Neumann’s voting premium went from 20:1 to 10:1 to 3:1.
The $5.9MM paid by We Work to obtain the trademarked name “WE” from Neumann, et al, was reversed.
Irregularities pertaining to buildings owned by Neumann in his personal capacity were sorted out.
4. The company is selling its $60MM Gulfstream jet.
What does this really mean, Big Red Car?
Good question, dear reader.
1. The fallout is enormous. Remember we started this conversation with $47,000,000,000 of perceived value on the We Work table. Now, it is mostly gone. How much? Maybe 90%?
2. Landlords will not lease to We Work because of the perception that they are in desperate need of cash. This is a deadly development as it stops any reasonable growth dynamic.

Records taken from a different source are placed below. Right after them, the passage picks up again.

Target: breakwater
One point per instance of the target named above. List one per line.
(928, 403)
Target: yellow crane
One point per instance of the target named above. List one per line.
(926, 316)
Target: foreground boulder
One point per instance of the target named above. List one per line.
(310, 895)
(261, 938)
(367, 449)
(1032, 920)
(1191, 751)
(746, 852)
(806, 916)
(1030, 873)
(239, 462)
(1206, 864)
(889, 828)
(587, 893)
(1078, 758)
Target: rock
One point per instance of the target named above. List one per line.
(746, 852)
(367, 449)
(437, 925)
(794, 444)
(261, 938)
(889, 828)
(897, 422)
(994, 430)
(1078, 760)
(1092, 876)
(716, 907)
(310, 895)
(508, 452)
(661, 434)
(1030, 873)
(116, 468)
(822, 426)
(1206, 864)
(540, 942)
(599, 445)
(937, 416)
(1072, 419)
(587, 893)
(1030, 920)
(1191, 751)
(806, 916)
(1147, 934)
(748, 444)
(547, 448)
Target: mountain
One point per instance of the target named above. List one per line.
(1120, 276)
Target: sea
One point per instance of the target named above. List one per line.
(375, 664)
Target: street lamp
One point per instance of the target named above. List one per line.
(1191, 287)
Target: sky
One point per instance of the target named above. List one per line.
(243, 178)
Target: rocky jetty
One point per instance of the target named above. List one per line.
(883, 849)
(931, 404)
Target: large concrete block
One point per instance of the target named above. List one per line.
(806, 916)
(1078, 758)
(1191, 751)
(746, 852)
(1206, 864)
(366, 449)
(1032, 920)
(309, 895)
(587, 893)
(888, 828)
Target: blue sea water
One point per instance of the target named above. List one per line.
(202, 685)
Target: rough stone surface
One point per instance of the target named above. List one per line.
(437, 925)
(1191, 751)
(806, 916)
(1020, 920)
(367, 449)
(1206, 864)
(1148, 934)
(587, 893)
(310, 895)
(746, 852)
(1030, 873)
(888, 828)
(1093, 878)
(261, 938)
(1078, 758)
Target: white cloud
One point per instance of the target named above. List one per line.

3. See #2. above — the company is staring down a cash issue.
4. The “people” are turning on the Messianic leader known as Adam.
He has gone from being a visionary to being a pot smoking, erratic, meat-banning, tequila drinking, self-dealing, greedy, Jesus figure, toxic manager. That’s what his friends say.

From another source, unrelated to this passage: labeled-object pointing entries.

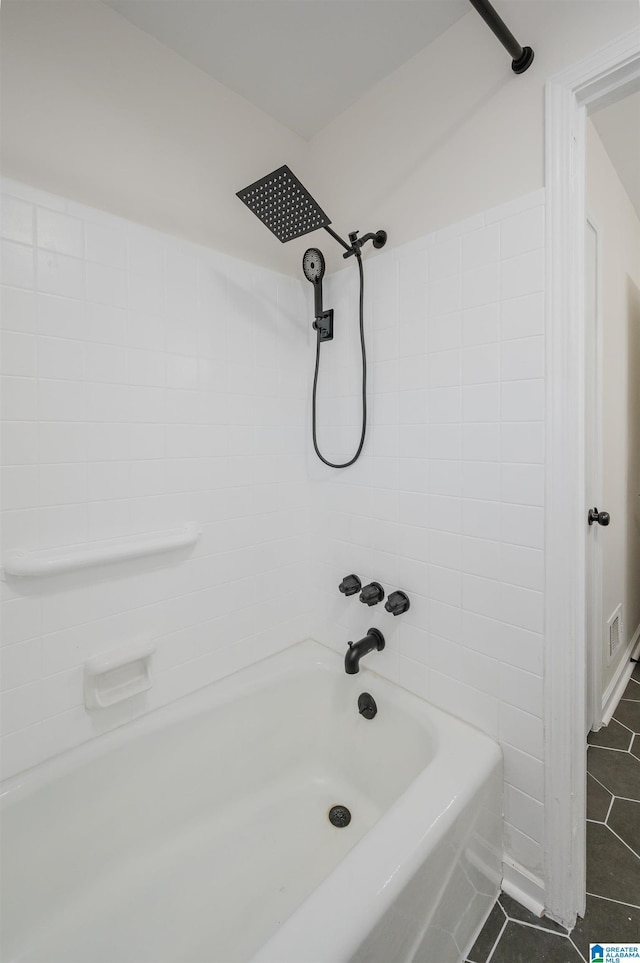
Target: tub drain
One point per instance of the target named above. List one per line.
(339, 816)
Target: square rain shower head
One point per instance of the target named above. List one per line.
(284, 205)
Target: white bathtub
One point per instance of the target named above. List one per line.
(199, 834)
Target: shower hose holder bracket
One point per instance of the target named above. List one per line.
(357, 243)
(323, 324)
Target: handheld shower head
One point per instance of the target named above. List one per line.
(313, 265)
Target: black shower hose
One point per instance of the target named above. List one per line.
(364, 381)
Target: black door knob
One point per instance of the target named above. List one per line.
(602, 518)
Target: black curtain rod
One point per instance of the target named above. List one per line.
(522, 56)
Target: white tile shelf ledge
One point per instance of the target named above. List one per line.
(60, 560)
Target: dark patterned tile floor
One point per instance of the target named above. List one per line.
(514, 935)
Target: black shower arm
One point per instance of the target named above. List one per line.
(337, 237)
(522, 56)
(379, 240)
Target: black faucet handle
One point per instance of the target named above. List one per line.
(397, 603)
(372, 593)
(350, 584)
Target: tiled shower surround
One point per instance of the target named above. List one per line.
(148, 383)
(447, 501)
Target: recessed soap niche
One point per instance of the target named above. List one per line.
(118, 675)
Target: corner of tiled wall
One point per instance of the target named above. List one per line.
(145, 383)
(447, 501)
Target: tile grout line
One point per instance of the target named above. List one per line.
(610, 900)
(632, 851)
(500, 935)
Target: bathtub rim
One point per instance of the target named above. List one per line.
(403, 835)
(288, 661)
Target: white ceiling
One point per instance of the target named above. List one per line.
(618, 126)
(301, 61)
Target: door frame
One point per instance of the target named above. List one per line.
(594, 461)
(600, 77)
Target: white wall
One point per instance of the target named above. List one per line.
(618, 230)
(447, 501)
(454, 131)
(145, 383)
(118, 121)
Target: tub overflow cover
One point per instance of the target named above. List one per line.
(339, 816)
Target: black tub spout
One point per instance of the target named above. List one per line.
(373, 640)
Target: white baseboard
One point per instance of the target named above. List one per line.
(618, 684)
(523, 886)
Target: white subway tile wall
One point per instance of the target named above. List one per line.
(459, 375)
(146, 383)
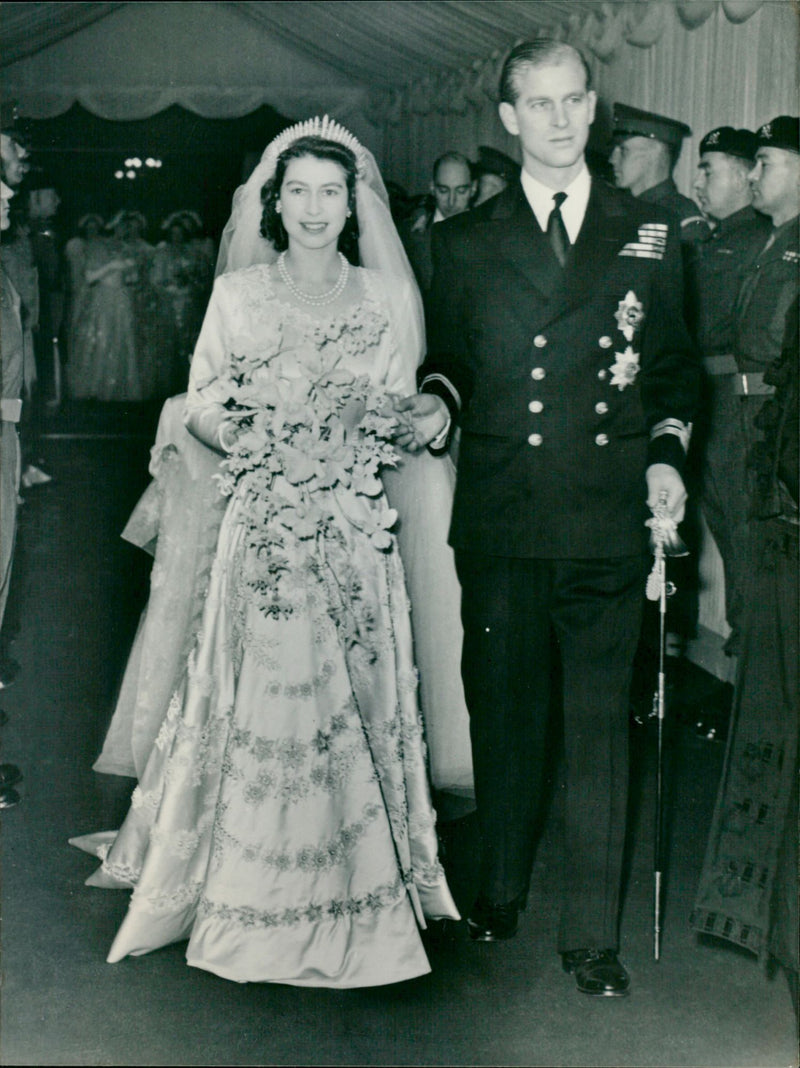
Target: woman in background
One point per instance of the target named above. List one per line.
(104, 362)
(183, 272)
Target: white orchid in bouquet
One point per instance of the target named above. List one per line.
(328, 434)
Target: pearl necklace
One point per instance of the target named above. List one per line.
(310, 298)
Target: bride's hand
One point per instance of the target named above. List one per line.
(421, 418)
(351, 413)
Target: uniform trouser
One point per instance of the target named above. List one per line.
(725, 490)
(512, 610)
(10, 464)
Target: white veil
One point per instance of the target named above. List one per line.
(380, 248)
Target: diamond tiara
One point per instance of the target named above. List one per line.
(326, 128)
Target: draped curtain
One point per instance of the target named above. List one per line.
(709, 73)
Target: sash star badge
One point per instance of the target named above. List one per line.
(629, 315)
(625, 370)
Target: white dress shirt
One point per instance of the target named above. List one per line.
(574, 208)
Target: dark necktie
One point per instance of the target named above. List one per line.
(557, 232)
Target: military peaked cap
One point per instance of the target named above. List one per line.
(631, 122)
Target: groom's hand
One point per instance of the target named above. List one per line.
(663, 478)
(421, 418)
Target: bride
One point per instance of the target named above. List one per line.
(282, 822)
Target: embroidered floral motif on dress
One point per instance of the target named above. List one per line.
(380, 898)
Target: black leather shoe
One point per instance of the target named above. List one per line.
(597, 972)
(9, 798)
(489, 922)
(9, 671)
(10, 775)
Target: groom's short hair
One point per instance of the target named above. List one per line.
(536, 53)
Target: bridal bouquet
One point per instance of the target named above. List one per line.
(308, 444)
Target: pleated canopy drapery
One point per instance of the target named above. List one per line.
(418, 56)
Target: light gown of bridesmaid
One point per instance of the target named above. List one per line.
(283, 822)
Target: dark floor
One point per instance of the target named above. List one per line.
(79, 592)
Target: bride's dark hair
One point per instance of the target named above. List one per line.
(271, 224)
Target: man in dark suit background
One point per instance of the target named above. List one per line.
(558, 345)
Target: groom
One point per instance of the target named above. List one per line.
(558, 345)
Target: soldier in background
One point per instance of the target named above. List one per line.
(718, 267)
(493, 172)
(646, 148)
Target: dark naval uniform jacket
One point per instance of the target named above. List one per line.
(693, 225)
(718, 269)
(565, 382)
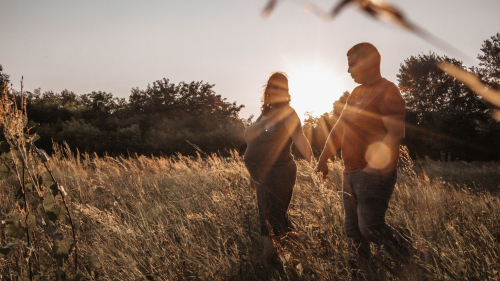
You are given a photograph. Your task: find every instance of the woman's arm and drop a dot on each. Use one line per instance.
(294, 127)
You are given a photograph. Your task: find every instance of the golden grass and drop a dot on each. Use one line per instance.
(196, 219)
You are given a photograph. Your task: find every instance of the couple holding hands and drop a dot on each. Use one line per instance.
(369, 132)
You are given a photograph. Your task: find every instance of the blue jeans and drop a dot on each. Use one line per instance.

In the Cult of the Founder world that he lived in, one day you’re a genius and the next you’re not. It is a hard and painful transition.
5. The enormous vision that had Adam Neumann thinking — no, saying: “There are 150 million orphans in the world. We want to solve this problem and give them a new family: the WeWork family” may be under attack as the company tries to come to grips with a new reality.

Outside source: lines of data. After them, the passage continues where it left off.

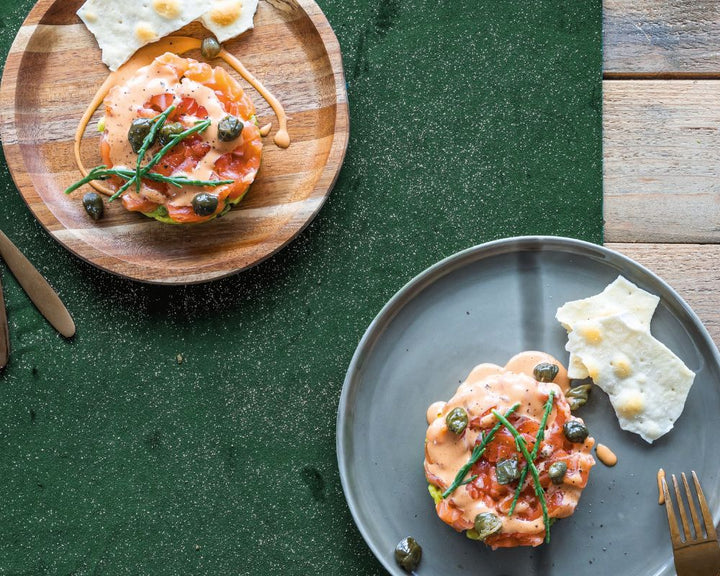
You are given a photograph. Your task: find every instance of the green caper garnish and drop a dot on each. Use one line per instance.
(229, 128)
(486, 524)
(139, 129)
(94, 206)
(556, 471)
(575, 431)
(456, 420)
(210, 48)
(204, 204)
(545, 372)
(408, 554)
(507, 470)
(578, 395)
(169, 131)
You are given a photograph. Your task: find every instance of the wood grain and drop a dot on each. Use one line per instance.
(53, 70)
(670, 37)
(662, 161)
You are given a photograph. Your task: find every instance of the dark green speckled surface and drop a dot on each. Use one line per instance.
(471, 120)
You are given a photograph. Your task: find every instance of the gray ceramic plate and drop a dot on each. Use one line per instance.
(484, 305)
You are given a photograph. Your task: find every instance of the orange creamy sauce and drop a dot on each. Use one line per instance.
(493, 387)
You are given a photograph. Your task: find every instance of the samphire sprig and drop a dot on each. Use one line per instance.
(477, 453)
(199, 127)
(102, 172)
(538, 439)
(522, 447)
(158, 123)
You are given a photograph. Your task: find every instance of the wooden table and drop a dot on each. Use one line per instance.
(661, 125)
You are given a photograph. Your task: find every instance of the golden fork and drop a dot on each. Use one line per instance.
(695, 554)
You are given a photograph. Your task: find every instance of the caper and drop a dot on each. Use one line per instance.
(210, 48)
(456, 420)
(556, 471)
(94, 206)
(578, 396)
(169, 131)
(204, 204)
(545, 372)
(229, 128)
(507, 471)
(486, 524)
(139, 129)
(408, 554)
(575, 431)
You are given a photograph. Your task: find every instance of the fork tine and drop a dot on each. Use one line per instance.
(672, 522)
(681, 508)
(707, 517)
(693, 513)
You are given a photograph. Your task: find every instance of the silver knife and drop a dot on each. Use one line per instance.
(37, 288)
(4, 333)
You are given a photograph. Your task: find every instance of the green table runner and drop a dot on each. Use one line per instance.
(192, 430)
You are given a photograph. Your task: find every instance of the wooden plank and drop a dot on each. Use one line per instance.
(662, 161)
(646, 36)
(691, 269)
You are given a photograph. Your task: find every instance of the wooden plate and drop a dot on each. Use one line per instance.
(54, 69)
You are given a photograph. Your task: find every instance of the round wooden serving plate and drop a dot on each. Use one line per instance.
(52, 73)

This is what is called a “broad vision” — when your startup side hustle is to take care of the world’s orphans.
Better still, he had the whole world peace issue in his sights: “When countries are shooting at each other, I want them to come to me.” Bridge too far for a company that has failed to turn a profit? Maybe so.
6. A lot of We Work acquisitions are or may be on the chopping block.
Case, August 2015, Information modeling and consulting firm
Welkio, March 2016, Office sign-in system for guests, California
Fieldlens, June 2017, Project tracking software, mobile
Spacemob, August 2017, Singapore based provider of co-working spaces
Unomy, August 2017, Tel Aviv based provider of sale and marketing platform
Flatiron School, October 2017, NYC based operator of coding and design boot camp for students
Wave Garden, November 2017, Donostia, Spain based manufacturer of wave-generating systems for surfing
MeetUp, November 2017, new York based online social networking meeting platform
Conductor, March 2018, New York based SEO tech company used to track customers’ search trends
LTB, April 2018, London based architectural services firm
Naked Hub, April 2018, Shanghai based operator of co-working spaces
Mission U, May 2018, San Francisco based operator of a vocational boot camp
Designation, August 2018, Chicago based operator of a coding boot camp
Teem, September 2018, Salt Lake City based developer of office management and analytics platform
Euclid, February 2019, San Francisco based operator of a behavioral analytics identity platform
Managed by Q, April 2019, New York developer of a maintenance and admin services platform for co-working customers
Islands, April 2017, San Francisco messaging app for college campuses
Prolific Interactive, June 2019, New York based marketing platform for brands
Waltz, June 2019, New York developer of building access app
Space IQ, August 2019, Mountain View, California developer of workplace management platform
Spacious, August 2019, New York co-worker space provider in underutilized restaurants and retail spaces
This is an extraordinary list of acquisitions and investments.
I think it would be fair to say the We Work story is a story of CEO/Founder cult going off the rails. It is a shit show.
We wrote about it before, here:
So, dear reader, there you have it — the We Work obituary. Hope it turns out well for all.